More good-words: Isaiah begins a sermon against Babylon in chapter 13 which continues through chapter 14. Babylon is going to be judged for her lawlessness, her violations of Biblical Law. Her judgment will come at the hands of the Medes.
- The soldiers of the Meden army are His "sanctified ones." (v. 3)
- The Lord "commands" them.
- He calls His "mighty ones." (v. 3)
- He musters the armies together. (v. 4)
- The armies of the nations
- come from the Lord
- to destroy the earth. (v. 5)
- (Not the whole earth, just the land that pertains to Babylon.)
- The destroying armies are "the weapons of His indignation" (v. 5).
- This is the day of the Lord's "wrath and fierce anger" (vv. 6-9).
- The coming destruction is a terror for these evil doers (v. 11).
- God is sending a sword to cut them down (v. 15).
The purposes of God's wrath are "served" by these sword-bearing evil-doers. They are "called." They are "sanctified." Good words used to describe bad people and evil actions. This is clearly the same language we see in Romans 13.
Could a Theonomist join the armies of the Medes, the Assyrians, the Romans, or "the New World Order?" Not and remain a Theonomist.
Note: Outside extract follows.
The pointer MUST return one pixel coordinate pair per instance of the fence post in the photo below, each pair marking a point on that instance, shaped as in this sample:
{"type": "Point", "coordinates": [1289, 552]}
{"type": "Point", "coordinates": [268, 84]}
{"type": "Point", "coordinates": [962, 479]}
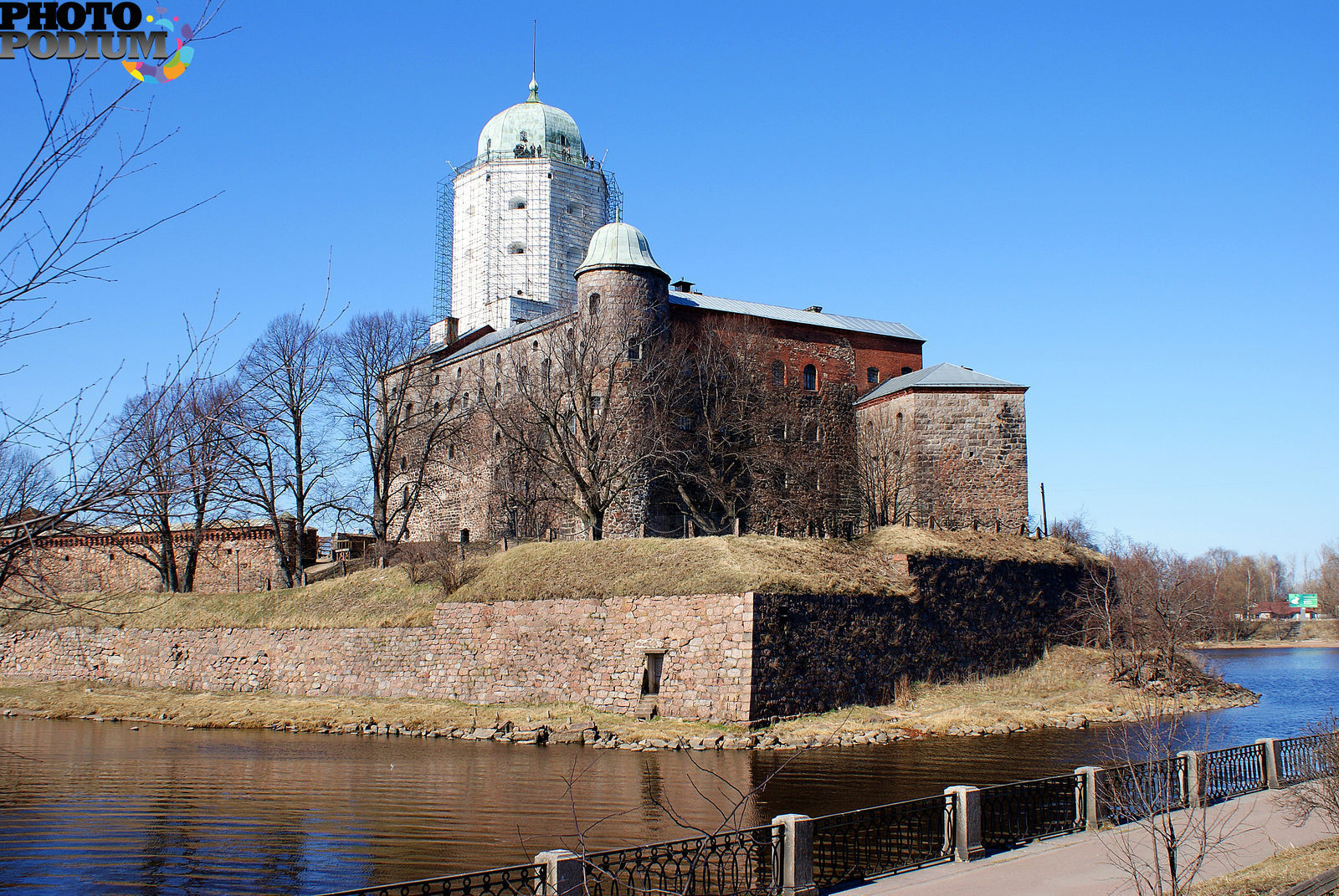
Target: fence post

Yes, a person who is "called" by God, "serves" God's purposes, is "sanctified" by God, surely "ordained" by God, bringing "the wrath of God" against "evil doers" could be an apostate in utter defiance of God's Law.
The State murders. The State lives by theft. The State engages in man-stealing. We must encourage all politicians, bureaucrats, and our next-door neighbor -- who just got a job opening the suitcases of grandmothers at the airport -- to repent and resign. The State is evil.
Not just good words, Laurie says; Romans 13 says the State is sent "for our good" (Romans 13:4). When God says to Babylon, "I am sending My ministers," He does not mean to comfort the Babylonians with the promise of the presence of His divine ambassadors, the army of the Medes. This is a threat of judgment! But even judgment is for our good. I think this was best explained (although unwittingly) by Bill Gothard. In the Basic Seminar section on "Transforming Sources of Irritation," Gothard points out the following:
In this way the State is a servant of God for our good. Not just for our "good" in the sense of "national security" or lowered FBI crime statistics (because looking to the theft and murder of the State for these things actually reduces security and increases crime), but good in the sense of our "summum bonum," our highest spiritual good.
And they shall beat their swords into plowshares
and sit under their Vine & Fig Tree.